To handle Runner termination, configuration changes and new version deployments we have dedicated scripting that orchestrates all required commands.

Graceful Shutdown and different Runner Manager types (srm, gsrm, prm, gdsrm etc.)

Section titled “Graceful Shutdown and different Runner Manager types (srm, gsrm, prm, gdsrm etc.)”

As it’s described, we maintain different types of Runner Managers. All managers from within one group share the same execution environment setting, capacity etc. As running Graceful Shutdown means that a Runner doesn’t request new jobs, it’s important to remember that we can shutdown only one runner from within a group at once.
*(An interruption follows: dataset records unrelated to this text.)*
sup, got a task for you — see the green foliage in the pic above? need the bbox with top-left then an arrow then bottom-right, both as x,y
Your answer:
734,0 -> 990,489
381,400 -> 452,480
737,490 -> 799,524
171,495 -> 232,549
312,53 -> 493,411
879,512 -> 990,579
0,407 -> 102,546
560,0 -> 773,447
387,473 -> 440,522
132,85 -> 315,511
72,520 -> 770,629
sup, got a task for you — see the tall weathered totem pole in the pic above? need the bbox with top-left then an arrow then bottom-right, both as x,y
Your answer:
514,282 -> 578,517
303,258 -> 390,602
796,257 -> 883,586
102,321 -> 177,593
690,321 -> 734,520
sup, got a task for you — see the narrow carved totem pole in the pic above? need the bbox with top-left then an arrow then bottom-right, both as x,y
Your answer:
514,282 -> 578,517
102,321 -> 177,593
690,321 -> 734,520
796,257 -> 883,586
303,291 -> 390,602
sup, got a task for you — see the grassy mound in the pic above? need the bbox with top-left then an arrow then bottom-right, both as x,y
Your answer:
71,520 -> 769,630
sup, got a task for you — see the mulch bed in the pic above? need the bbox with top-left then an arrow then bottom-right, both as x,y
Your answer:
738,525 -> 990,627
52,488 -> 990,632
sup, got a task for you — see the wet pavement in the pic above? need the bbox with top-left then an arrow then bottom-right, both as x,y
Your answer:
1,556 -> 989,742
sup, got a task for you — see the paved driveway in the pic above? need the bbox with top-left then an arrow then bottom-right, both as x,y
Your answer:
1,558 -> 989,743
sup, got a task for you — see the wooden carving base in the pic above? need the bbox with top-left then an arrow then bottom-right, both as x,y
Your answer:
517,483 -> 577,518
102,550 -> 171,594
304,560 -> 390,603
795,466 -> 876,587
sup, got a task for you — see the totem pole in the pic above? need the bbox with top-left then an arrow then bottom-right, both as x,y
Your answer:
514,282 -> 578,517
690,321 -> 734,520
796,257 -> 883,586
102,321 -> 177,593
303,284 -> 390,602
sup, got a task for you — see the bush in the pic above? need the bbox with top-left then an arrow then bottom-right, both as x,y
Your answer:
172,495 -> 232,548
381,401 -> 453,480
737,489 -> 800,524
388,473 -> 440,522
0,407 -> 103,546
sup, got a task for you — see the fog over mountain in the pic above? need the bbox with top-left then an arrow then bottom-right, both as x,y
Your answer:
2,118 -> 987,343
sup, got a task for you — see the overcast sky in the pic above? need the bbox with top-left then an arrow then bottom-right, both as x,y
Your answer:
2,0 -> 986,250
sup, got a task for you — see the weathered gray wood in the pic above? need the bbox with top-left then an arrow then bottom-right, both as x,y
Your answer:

For example, let’s consider we have two shared-runners-manager-X (srm1 and srm2) and two private-runners-manager-X (prm1 and prm2). When shutting down Runner processes for whatever reason, we can terminate for example both srm1 and prm1 at once. Or srm1 and prm2. But we can’t never terminate both srm1 and srm2 or both prm1 and prm2. Only one srmX and only one prmX can be down (or in the process of going down with the Graceful Shutdown) at once.

We have a script at /root/runner_upgrade.sh that abstracts all the steps needed for Graceful Shutdown handling. The script is added from the cookbook-wrapper-gitlab-runner cookbook.

Always use it instead of interacting directly with Systemd’s Runner service or with the process itself (for example don’t use the kill command!).

All commands that are described bellow can be executed either directly on the host (after SSH-ing there) or through knife ssh. by specifying a node selector or a role selector.

With node selector remember to match only one node of a specific type at once.

With role selector, always try to use the less general role. For example, instead of using gitlab-runner-base, use gitlab-runner-srm or gitlab-runner-prm role. Also always use the -C 1 flag to instruct knife ssh to run the command on only one runner at a time.

How to stop Runner Manager with Graceful Shutdown

Section titled “How to stop Runner Manager with Graceful Shutdown”
  1. Run the stop script:

    Terminal window
    sudo /root/runner_upgrade.sh stop

    This command will suspend chef-client (to make sure it will not restart Runner’s service automatically nor add any other unexpected change) and terminate Runner’s process with the usage of Graceful Shutdown.

  2. Do whatever you needed to do with terminated Runner.

  3. Restart the Runner with:

    Terminal window
    sudo /root/runner_upgrade.sh update

    This will restore the chef-client, cleanup old non-removed Docker Machine VMs that were left, refresh the configuration and finally start the Runner process.

How to stop or restart Runner Manager’s VM with Graceful Shutdown

Section titled “How to stop or restart Runner Manager’s VM with Graceful Shutdown”
  1. Do shutdown

    1. If you want to stop the VM

      1. Run the script:

        Terminal window
        sudo /root/runner_upgrade.sh stop_and_poweroff

        This command will suspend chef-client (to make sure it will not restart Runner’s service automatically nor add any other unexpected change) and terminate Runner’s process with the usage of Graceful Shutdown. Finally it will turn off the VM.

      2. Do whatever you needed to do with Runner’s VM terminated.

      3. Restart the VM in GCP console.

    2. If you want to restart the VM, run the script:

      Terminal window
      sudo /root/runner_upgrade.sh stop_and_reboot

      This command will suspend chef-client (to make sure it will not restart Runner’s service automatically nor add any other unexpected change) and terminate Runner’s process with the usage of Graceful Shutdown. Finally it will reboot the VM.

  2. Restart the Runner with:

    Terminal window
    sudo /root/runner_upgrade.sh update

    This will restore the chef-client, cleanup old non-removed Docker Machine VMs that were left, refresh the configuration and finally start the Runner process.

How to proceed Runner Manager configuration changes with Graceful Shutdown

Section titled “How to proceed Runner Manager configuration changes with Graceful Shutdown”

If your configuration change requires a shutdown of the Runner, it’s easiest to follow the deployment procedure.